Two sets of Numbers
The trial's in recess. Musk has, shockingly, followed the judge's orders so far. The prediction markets are not impressed but the lawyers appear to be winning for now.
The trial opened Monday. Tuesday evening the Wall Street Journal published a story about missed revenue targets. Friday the Journal dropped a full CFO profile. Saturday the rest of the press caught up.
Musk was on the stand the entire time.
The Wall Street Journal broke this in two parts — Tuesday's revenue miss story and Friday's full CFO profile — both paywalled at the source but covered freely elsewhere. OpenAI's CFO Sarah Friar wants to delay the IPO from 2026 to 2027. Her reasoning: the company isn't yet ready to meet the rigorous reporting standards required of public companies. She has also, according to the Journal, been frozen out of financial planning meetings for raising concerns about whether the spending commitments are supportable.
If that second part sounds familiar it's because I wrote about it. In Burn It Down. Months ago. Before the trial. Before the CFO went to the Journal. Before any of this was sworn testimony.
That post wasn't a prediction. It was just paying attention to the timing.
Here's the timeline as it actually stands.
Altman once called advertising a "last resort." It hit $100 million in annual recurring revenue within six weeks of launch. The CFO who closed the largest private fundraising round in history got frozen out of financial planning meetings for asking whether the math worked. She now reports to the head of applications instead of the CEO. The same week that came out Altman published a 13-page manifesto about saving capitalism. The same morning that dropped Ronan Farrow published Ilya Sutskever's confidential memo — first word of his concerns: "Deception" — and Dario Amodei's 200-page private notes titled "The problem with OpenAI is Sam himself" and Microsoft executives on record saying he "distorts, twists, renegotiates, and violates agreements."
Now the CFO is in the Wall Street Journal during trial recess saying the company isn't ready for public reporting standards.

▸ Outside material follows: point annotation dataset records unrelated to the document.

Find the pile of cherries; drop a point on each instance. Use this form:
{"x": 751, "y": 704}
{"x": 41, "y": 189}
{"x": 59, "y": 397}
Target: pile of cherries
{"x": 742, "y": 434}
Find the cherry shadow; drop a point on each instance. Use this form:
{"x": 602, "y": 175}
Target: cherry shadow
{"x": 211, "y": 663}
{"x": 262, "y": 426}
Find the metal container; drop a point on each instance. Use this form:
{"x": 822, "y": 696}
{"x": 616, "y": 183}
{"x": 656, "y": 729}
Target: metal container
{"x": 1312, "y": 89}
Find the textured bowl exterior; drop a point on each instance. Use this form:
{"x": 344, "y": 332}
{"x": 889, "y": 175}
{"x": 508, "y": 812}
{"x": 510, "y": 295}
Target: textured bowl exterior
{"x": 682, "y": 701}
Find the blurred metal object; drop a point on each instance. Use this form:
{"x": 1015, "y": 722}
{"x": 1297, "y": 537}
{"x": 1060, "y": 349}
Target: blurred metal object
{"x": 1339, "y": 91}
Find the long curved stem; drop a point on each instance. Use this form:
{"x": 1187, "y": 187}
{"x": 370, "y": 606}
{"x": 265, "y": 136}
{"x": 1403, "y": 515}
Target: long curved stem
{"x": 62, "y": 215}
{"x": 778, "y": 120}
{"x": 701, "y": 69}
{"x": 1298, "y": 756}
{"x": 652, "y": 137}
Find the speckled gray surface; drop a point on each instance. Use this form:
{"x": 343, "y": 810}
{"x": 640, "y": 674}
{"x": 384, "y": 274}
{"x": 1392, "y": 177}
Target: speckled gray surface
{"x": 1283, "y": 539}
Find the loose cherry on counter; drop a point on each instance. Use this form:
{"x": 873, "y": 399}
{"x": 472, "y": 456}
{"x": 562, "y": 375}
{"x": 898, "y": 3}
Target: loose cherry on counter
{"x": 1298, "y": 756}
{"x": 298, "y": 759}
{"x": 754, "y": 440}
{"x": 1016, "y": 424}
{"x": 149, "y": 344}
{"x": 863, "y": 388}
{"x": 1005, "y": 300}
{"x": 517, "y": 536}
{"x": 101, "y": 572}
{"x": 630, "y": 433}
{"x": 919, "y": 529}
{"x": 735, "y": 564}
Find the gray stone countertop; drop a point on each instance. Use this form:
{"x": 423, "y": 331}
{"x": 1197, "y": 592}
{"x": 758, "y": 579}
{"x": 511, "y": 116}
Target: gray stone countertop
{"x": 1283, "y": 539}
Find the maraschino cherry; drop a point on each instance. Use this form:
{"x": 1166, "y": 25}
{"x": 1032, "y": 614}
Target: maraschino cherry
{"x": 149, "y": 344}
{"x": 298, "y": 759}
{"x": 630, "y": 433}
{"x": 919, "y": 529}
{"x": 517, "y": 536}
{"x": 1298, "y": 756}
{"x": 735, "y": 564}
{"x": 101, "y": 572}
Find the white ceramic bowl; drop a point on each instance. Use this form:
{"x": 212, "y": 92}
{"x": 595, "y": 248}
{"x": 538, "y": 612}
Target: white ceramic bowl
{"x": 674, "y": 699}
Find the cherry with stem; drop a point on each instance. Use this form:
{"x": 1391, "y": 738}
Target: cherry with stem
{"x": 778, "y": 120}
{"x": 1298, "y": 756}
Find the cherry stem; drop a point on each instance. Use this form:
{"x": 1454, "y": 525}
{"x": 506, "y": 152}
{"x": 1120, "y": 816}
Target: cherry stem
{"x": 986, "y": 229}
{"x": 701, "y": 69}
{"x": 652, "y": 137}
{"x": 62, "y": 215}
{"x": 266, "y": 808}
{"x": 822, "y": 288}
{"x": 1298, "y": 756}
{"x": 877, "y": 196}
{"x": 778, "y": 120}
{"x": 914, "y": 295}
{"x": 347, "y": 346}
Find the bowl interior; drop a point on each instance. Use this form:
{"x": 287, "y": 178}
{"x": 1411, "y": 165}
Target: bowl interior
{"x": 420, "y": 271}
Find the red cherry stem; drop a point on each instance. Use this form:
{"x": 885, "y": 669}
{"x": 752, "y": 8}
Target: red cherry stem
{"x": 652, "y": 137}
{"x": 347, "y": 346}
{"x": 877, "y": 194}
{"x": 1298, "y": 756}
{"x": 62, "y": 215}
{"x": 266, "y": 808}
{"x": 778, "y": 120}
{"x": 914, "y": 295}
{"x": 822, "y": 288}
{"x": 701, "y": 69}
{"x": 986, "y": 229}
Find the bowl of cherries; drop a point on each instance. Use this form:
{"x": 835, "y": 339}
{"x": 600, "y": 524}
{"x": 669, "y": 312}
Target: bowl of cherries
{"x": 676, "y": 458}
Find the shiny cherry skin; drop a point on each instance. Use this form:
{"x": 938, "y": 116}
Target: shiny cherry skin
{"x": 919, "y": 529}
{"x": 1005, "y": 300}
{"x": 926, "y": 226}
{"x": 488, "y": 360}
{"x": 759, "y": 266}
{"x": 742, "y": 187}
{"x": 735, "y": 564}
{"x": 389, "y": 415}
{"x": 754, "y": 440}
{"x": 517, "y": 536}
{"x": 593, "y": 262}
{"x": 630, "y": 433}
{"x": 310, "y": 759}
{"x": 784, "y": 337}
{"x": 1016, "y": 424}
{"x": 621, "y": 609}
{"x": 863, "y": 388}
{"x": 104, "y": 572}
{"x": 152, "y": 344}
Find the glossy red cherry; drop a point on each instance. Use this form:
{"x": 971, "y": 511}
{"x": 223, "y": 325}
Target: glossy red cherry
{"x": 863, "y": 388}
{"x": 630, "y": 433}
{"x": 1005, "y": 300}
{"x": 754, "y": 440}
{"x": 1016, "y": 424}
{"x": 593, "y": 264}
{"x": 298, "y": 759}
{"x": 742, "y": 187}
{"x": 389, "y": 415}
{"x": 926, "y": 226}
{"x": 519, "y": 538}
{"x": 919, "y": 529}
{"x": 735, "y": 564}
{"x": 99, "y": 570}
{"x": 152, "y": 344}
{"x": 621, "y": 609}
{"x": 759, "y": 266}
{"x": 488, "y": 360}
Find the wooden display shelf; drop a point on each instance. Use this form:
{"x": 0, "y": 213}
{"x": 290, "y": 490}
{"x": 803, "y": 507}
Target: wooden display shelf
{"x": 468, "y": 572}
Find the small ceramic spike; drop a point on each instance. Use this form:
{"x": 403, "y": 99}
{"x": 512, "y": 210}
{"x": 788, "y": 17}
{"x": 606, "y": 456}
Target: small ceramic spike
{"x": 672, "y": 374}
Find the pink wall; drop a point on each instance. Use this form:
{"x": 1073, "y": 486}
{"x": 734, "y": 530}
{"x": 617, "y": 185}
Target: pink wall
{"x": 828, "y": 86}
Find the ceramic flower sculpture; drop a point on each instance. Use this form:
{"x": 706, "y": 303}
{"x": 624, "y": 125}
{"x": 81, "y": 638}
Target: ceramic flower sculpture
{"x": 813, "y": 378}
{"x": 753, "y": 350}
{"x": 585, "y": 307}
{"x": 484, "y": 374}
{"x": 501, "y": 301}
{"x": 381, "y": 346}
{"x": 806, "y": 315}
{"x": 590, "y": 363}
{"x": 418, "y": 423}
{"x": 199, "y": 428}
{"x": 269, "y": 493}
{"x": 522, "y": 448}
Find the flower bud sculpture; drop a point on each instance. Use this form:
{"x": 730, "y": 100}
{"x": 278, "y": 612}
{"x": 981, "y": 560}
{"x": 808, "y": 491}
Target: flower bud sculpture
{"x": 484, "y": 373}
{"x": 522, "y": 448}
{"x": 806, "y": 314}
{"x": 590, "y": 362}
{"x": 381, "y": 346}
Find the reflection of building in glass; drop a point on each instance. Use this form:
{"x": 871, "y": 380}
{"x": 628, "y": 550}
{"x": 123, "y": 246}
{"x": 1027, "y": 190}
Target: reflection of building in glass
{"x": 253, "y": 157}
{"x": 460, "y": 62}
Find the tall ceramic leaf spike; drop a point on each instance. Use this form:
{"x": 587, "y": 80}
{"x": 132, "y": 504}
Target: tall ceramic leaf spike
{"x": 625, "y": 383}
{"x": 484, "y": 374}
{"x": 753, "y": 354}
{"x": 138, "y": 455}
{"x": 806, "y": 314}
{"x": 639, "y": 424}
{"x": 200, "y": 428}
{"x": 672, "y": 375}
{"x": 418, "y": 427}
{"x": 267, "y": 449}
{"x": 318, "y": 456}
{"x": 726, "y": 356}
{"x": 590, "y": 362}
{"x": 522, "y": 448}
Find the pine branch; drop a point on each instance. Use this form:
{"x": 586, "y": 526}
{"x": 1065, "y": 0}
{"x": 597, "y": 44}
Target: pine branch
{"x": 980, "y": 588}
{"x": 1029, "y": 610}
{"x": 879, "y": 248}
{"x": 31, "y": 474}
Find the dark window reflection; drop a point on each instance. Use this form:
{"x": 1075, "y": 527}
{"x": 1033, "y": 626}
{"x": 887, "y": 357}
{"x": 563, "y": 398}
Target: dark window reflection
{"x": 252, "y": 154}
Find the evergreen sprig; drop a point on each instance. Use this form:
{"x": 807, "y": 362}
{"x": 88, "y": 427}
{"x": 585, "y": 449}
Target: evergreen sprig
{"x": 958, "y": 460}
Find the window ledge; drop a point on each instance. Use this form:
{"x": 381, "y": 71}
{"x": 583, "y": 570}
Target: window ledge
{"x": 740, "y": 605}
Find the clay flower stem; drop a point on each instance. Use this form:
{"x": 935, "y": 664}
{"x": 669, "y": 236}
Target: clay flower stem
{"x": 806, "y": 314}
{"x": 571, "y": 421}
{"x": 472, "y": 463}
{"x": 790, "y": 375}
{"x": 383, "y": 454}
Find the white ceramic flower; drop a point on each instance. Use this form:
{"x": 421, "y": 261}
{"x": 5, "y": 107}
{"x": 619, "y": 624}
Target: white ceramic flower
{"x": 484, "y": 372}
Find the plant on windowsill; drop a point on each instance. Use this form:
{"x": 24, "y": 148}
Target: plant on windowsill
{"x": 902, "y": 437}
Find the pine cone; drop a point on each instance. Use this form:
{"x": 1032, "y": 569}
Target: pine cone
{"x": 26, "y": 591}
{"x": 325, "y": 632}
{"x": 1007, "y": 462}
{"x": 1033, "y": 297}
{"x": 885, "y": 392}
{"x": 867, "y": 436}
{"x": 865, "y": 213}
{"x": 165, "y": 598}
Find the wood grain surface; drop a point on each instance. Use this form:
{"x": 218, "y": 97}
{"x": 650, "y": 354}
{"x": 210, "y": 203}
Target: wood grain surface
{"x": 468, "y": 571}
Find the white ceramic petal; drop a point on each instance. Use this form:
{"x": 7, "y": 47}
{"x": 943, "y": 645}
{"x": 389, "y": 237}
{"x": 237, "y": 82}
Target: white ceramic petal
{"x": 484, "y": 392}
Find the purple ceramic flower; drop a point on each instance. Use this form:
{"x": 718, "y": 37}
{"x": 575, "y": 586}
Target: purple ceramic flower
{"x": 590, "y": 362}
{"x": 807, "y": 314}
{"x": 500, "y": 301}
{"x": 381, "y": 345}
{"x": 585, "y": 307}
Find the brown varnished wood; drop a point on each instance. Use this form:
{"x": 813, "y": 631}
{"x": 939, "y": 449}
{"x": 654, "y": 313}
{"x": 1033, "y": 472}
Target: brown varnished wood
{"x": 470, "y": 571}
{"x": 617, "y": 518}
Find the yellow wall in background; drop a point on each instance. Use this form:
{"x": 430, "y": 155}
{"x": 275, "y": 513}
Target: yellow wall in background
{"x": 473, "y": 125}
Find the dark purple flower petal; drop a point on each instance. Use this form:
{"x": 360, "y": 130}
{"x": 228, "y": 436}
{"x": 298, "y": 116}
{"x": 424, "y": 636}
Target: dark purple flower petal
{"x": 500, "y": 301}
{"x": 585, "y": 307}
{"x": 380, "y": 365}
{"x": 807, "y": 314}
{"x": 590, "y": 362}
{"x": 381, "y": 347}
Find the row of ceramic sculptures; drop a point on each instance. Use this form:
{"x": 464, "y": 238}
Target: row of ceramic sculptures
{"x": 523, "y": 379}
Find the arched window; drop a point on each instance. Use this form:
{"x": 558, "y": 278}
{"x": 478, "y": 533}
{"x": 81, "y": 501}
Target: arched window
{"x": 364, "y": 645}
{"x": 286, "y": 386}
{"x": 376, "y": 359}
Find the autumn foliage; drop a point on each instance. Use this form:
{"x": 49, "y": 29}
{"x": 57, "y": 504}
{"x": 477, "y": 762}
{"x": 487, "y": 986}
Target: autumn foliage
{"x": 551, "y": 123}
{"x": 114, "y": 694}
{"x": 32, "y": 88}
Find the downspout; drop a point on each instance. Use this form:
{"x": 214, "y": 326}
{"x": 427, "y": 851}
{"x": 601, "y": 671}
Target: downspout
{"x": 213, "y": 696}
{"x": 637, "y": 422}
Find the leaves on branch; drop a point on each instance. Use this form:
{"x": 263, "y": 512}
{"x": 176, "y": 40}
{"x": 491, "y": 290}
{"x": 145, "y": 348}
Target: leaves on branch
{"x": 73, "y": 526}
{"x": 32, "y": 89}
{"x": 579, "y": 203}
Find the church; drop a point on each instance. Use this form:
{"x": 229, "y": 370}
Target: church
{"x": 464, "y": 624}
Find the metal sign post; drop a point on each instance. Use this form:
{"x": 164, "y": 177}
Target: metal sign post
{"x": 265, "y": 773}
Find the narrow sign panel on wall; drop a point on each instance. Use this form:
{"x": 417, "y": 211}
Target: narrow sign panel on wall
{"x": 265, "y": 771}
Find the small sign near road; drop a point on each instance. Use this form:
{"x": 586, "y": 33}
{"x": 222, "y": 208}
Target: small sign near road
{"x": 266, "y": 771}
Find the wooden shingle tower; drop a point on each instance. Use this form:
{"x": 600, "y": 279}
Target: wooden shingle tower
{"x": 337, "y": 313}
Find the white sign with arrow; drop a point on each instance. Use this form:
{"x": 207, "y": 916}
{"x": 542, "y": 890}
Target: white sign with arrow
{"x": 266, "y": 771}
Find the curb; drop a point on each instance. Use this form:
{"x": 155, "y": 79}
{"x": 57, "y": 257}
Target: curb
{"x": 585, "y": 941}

And then there's this: the Journal reports OpenAI has been telling banks its revenue targets are different from those its investors know about. The same week Friar quietly walked back Altman's public claim of $1.4 trillion in computing commitments — the actual planned spend, she told investors, is $600 billion through 2030. Two sets of revenue numbers. Two sets of spending numbers. And ChatGPT, which OpenAI told investors would hit one billion weekly active users by end of 2026, has been stuck at 900 million since February with growth flattening.
Two sets of numbers. One for the banks. One for investors. During active IPO preparation. While the CEO is simultaneously being sued over the company's financial structure in federal court.
The SEC has very specific opinions about material misrepresentation to investors. Those opinions tend to arrive in the form of enforcement actions.
And then Altman and Friar jointly denied the internal friction publicly. Called the Journal report "ridiculous." Said they were "totally aligned." Morningstar's analyst noted dryly that when a CEO and CFO feel compelled to publicly assert strategic alignment, the report is usually close to accurate. The denial is more informative than the original story.
This is the part where Musk's lawyers get a gift they didn't have to go looking for.
They don't need to subpoena the CFO. They don't need a deposition. They don't need a leak. The CFO of the company their client is suing just told the Wall Street Journal — on the record, during active litigation — that the company isn't ready for public reporting standards and has been operating with two sets of revenue numbers.
It's in the paper. With her name on it.
Even if the judge rules it inadmissible as direct evidence the jury heard the question. Nine people from the greater Bay Area who sat through voir dire already know this trial exists. You can instruct a jury to disregard. You cannot un-ring a bell.
And Musk's lawyers don't need it admitted as evidence anyway. They need the timeline. If you've been following this series the timeline isn't new. It's been documented here stop by stop. The CFO going to the Journal is just the latest entry.
There's a comparison that keeps getting more accurate as this week develops.
Theranos had a charismatic founder with a reality distortion field. A product that worked differently in demos than in practice. A culture where asking hard questions was career limiting. People who raised concerns quietly documenting themselves out of liability before things fell apart.
Elizabeth Holmes didn't go to prison for building a bad product. She went for telling investors the product worked when she knew it didn't.
OpenAI's technology genuinely works. The product is real. Which makes the financial structure around it more interesting not less. You can build something genuinely useful and still construct a misleading investment case around it.
The CFO just built her exit ramp. She went to the Journal instead of the boardroom. She documented herself out.
Call it TheranasAI. If that lands you already know where this is going. Holmes didn't get indicted the day the Journal story dropped either. That post is coming. So, eventually, might other things.
The SEC doesn't need to go looking for any of this. It's in the Wall Street Journal — and Gizmodo if the paywall's in the way. Named sources. A spokesman quote that confirmed the two sets of numbers without apparently realizing how that sentence sounds. A joint denial that made things worse.
Altman testifies this month. Brockman too.
The CFO went to the Journal. Musk's lawyers read the Journal. The judge has opinions. The jury has ears.
Read the terms. They're more honest than the marketing.